The implication is that the rigid exclusivity that individuals, communities and nations tend to practice towards each other has a primitive provenance that unfortunately prevails over the more flexible openness that characterises true civilisation.

But there is also a darker, more tragic, side to Frost. “Design” is a rhyming sonnet “I saw a dimpled spider, fat and white, On a white heal-all, holding up a moth Like a white piece of rigid satin cloth - Assorted characters of death and blight.”

The sestet asks the frenzied questions, “What had the flower to do with being white, The wayside blue and innocent heal-all? What brought the kindred spider to that height, Then steered the white moth thither in the night? What but the design of darkness to appall? - If design govern in a thing so small.” By a hideous concatenation of circumstances these three entities have come together in the dark, all a deathly white - even the usually blue, reputedly salutary, flower - to camouflage the spider and trap the moth.
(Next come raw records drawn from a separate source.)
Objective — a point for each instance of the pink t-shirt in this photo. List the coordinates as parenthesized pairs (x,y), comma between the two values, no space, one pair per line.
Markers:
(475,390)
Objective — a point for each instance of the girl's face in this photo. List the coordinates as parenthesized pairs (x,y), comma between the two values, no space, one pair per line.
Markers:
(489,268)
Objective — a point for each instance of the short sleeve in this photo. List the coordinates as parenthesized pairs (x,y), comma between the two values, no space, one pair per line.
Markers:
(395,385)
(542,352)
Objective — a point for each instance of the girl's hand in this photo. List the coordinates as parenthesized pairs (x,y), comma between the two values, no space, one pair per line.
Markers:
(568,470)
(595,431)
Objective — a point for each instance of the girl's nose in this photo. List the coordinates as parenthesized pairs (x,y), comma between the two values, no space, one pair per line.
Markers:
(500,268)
Rather like Thomas Hardy the poet supposes a sinister design behind the seeming blindness of chance, whereby the innocent are invariably the victims.Less terrifying, but no less tragic, is “The Most of It”. It is the plea of one who is full of love for his fellowmen, yet feels himself to be out of place “in this harsh world”, for a complementary concern on the part of others.

“He would cry out on life, that what it wants Is not its own love back in copy speech, But counter-love, original response.” Yet, “nothing ever came of what he cried Unless it was the embodiment that crashed In the cliff’s talus on the other side, And then in the far distant water splashed...” But, “instead of proving human when it neared...As a great buck it powerfully appeared” that shook the water off itself and disappeared into the underbrush - “and that was all.”

The caring man remains alone, his expectations of sympathetic recognition by his fellowmen are dashed, society is no better than an unreasoning beast in its indifference to the initiatives of, in Henry James’ phrase, its “vessels of consciousness”, those who represent the potentialities of human experience.

MI Kuruvilla’s favourite poem, however, was Frost’s shortest, “Devotion”: “The heart can think of no devotion Greater than being shore to the ocean – Holding the curve of one position, Beating an endless repetition.” Let his own comments conclude this article: “The calm static lines and their flat recitation have created the stillness of the ‘position’ of the body and its ‘permanence’. The lines have the endless monotony of waves along the shore and the simple loyal endurance of love.”